How I Studied for the TEAS - page 20

I also posted my study "techniques" and websites that might be helpful if you do not have the ATI book or any book for that matter. I guess any book will do as long as you study what is below. I... Read More

  1. by   kla321
    Thank you so much for your guidance. You give me hope. THanks.
    God Bless.
  2. by   on eagles wings
    Quote from XYnurse9999
    About me: I can't get too detailed here because I am currently applying to programs and am a very unique applicant. I can say that I have extensive knowledge of all of the basic sciences (including cell biology) but that I haven't had chem or physics in 7 years and the high school sciences in longer than that.

    I recently took the paper TEAS V and scored 99 percentiles in all categories. I will not post individual questions. I studied maybe 15-20 hours for it because I wanted to dominate it. If I were to design a study plan, this is how I'd do it:

    You can do this, but study wisely. Get over the fact the most of this material and testing coverage is completely irrelevant to whether or not you can or will be a good nurse. The same can be said for medical school admissions exams. Check your ego at the door, wherever you lie on the scale of confidence. This is about your doing the best you can. No more, no less. Education is an investment only if you put your best foot forward. This includes your study time and on test day. Otherwise, you are wasting both your time and money (and likely those of someone else, too). The test really isn't very hard at all.

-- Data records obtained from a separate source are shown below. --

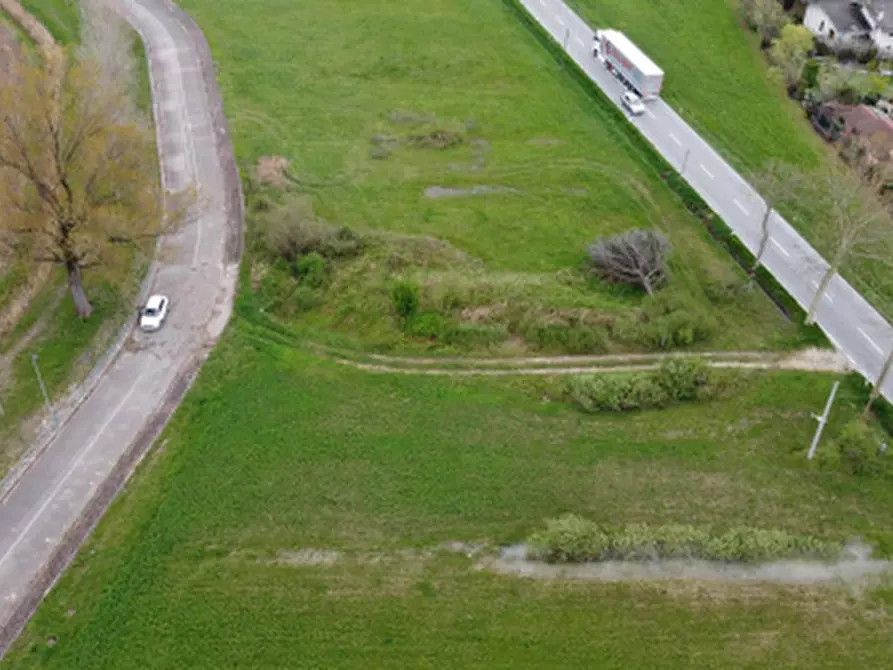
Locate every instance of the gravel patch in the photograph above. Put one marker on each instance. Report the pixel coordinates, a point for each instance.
(438, 192)
(853, 568)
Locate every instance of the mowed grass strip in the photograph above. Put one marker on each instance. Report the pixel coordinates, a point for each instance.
(277, 452)
(327, 78)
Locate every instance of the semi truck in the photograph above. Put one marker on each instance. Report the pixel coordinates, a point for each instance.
(628, 63)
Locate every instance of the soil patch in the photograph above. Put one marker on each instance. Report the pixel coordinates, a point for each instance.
(438, 192)
(854, 568)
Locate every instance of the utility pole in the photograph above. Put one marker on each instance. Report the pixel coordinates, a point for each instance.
(878, 385)
(822, 421)
(43, 389)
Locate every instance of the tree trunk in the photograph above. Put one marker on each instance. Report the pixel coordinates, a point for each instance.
(878, 385)
(819, 294)
(764, 240)
(81, 303)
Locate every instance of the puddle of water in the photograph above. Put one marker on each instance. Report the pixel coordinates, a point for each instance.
(855, 565)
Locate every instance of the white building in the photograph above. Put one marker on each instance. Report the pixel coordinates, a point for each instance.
(852, 23)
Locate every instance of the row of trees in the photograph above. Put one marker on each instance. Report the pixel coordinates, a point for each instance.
(78, 179)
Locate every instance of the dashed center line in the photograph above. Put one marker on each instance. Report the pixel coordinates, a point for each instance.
(870, 341)
(780, 248)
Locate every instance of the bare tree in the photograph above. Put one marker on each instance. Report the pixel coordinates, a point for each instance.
(77, 178)
(858, 223)
(773, 185)
(636, 257)
(878, 386)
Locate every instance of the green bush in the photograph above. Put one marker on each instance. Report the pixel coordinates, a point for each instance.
(666, 322)
(431, 325)
(292, 230)
(477, 334)
(311, 270)
(677, 380)
(406, 299)
(617, 392)
(571, 339)
(572, 539)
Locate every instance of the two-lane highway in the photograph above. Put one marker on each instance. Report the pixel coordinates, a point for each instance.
(850, 322)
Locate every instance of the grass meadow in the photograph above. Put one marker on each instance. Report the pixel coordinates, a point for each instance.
(278, 451)
(716, 77)
(352, 108)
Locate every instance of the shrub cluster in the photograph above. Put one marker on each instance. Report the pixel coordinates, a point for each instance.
(572, 539)
(677, 380)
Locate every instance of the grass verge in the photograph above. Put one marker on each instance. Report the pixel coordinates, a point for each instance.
(275, 453)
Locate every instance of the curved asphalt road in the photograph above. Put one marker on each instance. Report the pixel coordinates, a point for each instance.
(68, 480)
(853, 325)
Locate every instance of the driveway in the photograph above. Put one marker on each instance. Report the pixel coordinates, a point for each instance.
(850, 322)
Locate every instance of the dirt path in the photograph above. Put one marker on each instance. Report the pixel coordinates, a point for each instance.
(808, 360)
(12, 53)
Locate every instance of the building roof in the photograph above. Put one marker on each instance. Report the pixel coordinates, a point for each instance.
(846, 15)
(881, 13)
(866, 122)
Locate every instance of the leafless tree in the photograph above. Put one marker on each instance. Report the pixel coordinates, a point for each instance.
(774, 186)
(77, 179)
(636, 257)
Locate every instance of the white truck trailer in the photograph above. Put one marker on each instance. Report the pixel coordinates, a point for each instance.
(628, 63)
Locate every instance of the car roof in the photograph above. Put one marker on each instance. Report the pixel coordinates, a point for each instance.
(155, 302)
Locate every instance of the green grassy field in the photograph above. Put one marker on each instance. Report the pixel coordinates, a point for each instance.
(67, 347)
(353, 110)
(275, 451)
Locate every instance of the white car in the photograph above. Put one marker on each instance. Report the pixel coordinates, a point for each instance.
(632, 103)
(154, 313)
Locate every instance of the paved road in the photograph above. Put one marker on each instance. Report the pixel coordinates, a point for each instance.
(198, 272)
(852, 324)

    - The ATI Study Manual and the two online tests. You can sell it back on for what you paid, anyways. Buy and take the two practice tests online so you are used to the scope of the material. There are mistakes in both, most of which do not matter, and most of which you will be able to recognize. I have uploaded the errata (that ATI has conveniently NOT included on their website): ATI Study Guide Errata
    I had bought a 2010 edition so my book had mistakes. There are a few in the online questions, as well.
    - The McGrawHill book circulated here. Superior in physical sciences. It is a quick read. The MGH book is a nice addendum where you can find some additional information. It is, honestly, one of the only other sources I used in addition to the ATI book. I looked at Chem and Bio books as needed, but most of the time I was confident that the ATI+MGH=Success equation would be enough. It was.
    - You will see random questions. Some of these will count, but in my experience, if a question seems off the wall, it will be an experimental one. Since ATI as a company blows, I wasn't surprised to find that their experimental questions were so poorly written and transparent. For example, know the function of cerumen. DO NOT LET THESE QUESTIONS THROW YOU. I encountered a lot of stupid crap on the exam (and this includes a lot of real questions). Answer well and move on.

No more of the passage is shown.